A subversão da concepção de anatomia proposta por Laplanche reside na possibilidade de incluí-la na ordem da contingência. Isso significa que a biologia, em si, não tem uma significação apriorísitica, já que é a maneira como nós a tomamos que determinará a significação que ela adquirirá. Se, à primeira vista, a conclusão de Laplanche acerca da inacessibilidade dos órgãos genitais femininos pela adoção da posição ereta pode parecer um desvio biologizante, o fato de o autor enfocar a mudança de comportamento do seres humanos frente a esse desenvolvimento físico, tomando-a como contingência, demonstra que não é à biologia que o autor faz referência. Se a manutenção do sexo enquanto conceito fosse suficiente para biologizar a teoria construída por essas autoras, a utilização da anatomia feita por Laplanche também o seria. Sob o nosso ponto de vista, as ideias das autoras feministas não podem ser tratadas como mantenedoras de uma concepção biologicista, já que, ao contrário de divergirem do pensamento de Laplanche, elas parecem exatamente ir ao encontro dele.

Para finalizar, gostaríamos de apontar que a ponderação feita por Laplanche em relação à adoção da postura ereta e a consequente compreensão da biologia a partir da

ordem contingencial desencadeiam algumas implicações. Se a apropriação da diferença sexual deve ser entendida pela ótica da cultura, isso significa que ela tem a função de um signo ou significante. Essa função indica, portanto, que a vinculação estabelecida entre fálico/castrado e feminino/masculino, que é “quase biológica”, precisaser questionada. Partindo do pressuposto de que tais relações não são naturais, novamente colocamos em xeque a relação comumente estabelecida entre castrado/fálico, feminino/masculino e passividade/atividade. O próximo capítulo destrinchará um pouco mais essas questões.

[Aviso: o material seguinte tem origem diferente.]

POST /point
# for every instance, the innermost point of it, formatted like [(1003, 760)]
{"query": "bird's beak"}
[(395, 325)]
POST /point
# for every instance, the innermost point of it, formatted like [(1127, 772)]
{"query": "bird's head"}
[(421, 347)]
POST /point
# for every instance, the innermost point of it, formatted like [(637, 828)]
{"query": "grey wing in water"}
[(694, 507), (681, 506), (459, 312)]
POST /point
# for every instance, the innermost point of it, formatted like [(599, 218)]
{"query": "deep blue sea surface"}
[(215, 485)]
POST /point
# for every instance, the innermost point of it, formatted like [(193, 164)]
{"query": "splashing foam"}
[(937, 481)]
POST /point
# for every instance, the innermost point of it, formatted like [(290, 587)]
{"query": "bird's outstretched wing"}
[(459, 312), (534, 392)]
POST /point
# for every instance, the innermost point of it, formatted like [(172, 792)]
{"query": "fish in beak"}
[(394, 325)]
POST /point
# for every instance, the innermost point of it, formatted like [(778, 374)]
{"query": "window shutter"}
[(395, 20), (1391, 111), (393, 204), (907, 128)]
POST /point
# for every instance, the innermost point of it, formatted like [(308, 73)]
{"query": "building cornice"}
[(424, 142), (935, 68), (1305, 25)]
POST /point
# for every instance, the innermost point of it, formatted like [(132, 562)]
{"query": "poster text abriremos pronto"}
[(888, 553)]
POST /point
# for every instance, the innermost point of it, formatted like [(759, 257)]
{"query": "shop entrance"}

4 IDENTIFICAÇÃO COM A MÃE: REINSTAURAÇÃO DA ALTERIDADE

Neste capítulo, a relação entre fálico/castrado e presença/ausência proposta por

Laplanche no texto “Gênero, sexo e o sexual” será explorada. Ao discorrer sobre a

mudança no comportamento dos seres humanos com a adoção da postura ereta, o autor aponta como ela foi responsável pela exclusão do órgão genital feminino do campo visual. Essa mudança fez com que o par de opostos fálico/castrado fosse eleito para simbolizar a diferença entre os sexos na espécie humana, levando a um questionamento feito pelo pensamento laplanchiano: o par de opostos fálico/castrado não seria apenas um desdobramento de um outro par, o da presença/ausência, que se encontra no cerne de nossa civilização?

Acreditando que esse questionamento é de extrema importância, e concordando com a concepção de que é um binômio que se encontra no cerne de nossa civilização, gostaríamos de aprofundar essa discussão propondo que a associação comumente feita entre presença/fálico/masculinidade e ausência/castrado/feminilidade tem um caráter contingencial, conforme vimos desenvolvendo ao longo de nossa argumentação. Para isso, enfocaremos a relação entre feminilidade e passividade sob uma outra perspectiva. Assim, um longo caminho será iniciado pelo estudo da aquisição da identidade de gênero embasado nas ideias de Robert Stoller, com o objetivo de fundamentar a discussão que é proposta por Paulo César Ribeiro (2000) sobre a importância dos processos identificatórios na atribuição de feminilidade aos conteúdos de passividade. Essas ferramentas teóricas possibilitarão uma discussão acerca da ênfase dada pelo autor brasileiro aos processos identificatórios, que será utilizada como contraponto em relação ao caráter problemático da circunscrição da passividade pelo orifício vaginal, conforme já foi discutido no capítulo II.